Çorlu Cumhuriyet Başsavcılığı dün Halkalı-Uzunköprü seferini yaparken Çorlu yakınlarında raylardan çıkarak devrilen trenle ilgili soruşturma başlattı. 24 kişinin hayatını kaybettiği 318 kişinin yaralandığı tren kazasında lokomotifi kullanan iki makinist ifadeleri alınmak üzere savcılığa çağrıldı.
Kamuoyu 1 Mayıs 2018’te yeniden açılan demiryolu hattında meydana gelen kazada bir ihmal olup-olmadığı sorusuna yanıt arıyor.

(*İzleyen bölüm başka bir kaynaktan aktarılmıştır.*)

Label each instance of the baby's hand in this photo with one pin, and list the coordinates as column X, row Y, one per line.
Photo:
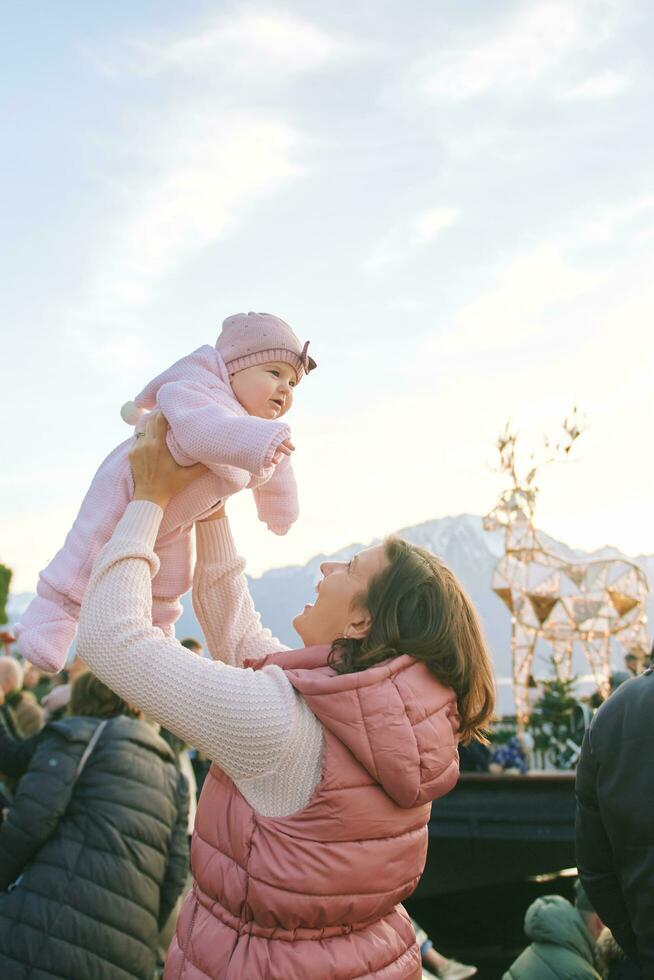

Gece geç saatlerde Başbakan Yardımcısı Recep Akdağ ve Sağlık Bakanı Ahmet Demircan’la birlikte Tekirdağ’ın Çorlu ilçesindeki yaralıları ziyaret ettikten sonra kaymakamlıkta oluşturulan kriz masasında düzenlenen basın toplantısında konuşan Ulaştırma Bakanı Ahmet Arslan, Nisan ayında kontrollerin yapıldığını söyledi.
Arslan, “Elbette eksiklik varsa ortaya çıkacaktır ancak şunu ifade etmeliyim bu tip projelerde belli yıllara sari yapılan teknik kontroller, geometrik kontroller var. En son yılda bir kez yapılması gereken kontroller Nisan ayında, yakın bir zamanda yapılmış. Yol boyunca tren teşkil elemanlarımız ve şeflerimiz kontrollerini yapar ilgili mercilere bildirir” dedi.
Ulaştırma Bakanı: “Menfezde olağanüstü şişkinlik olmuş”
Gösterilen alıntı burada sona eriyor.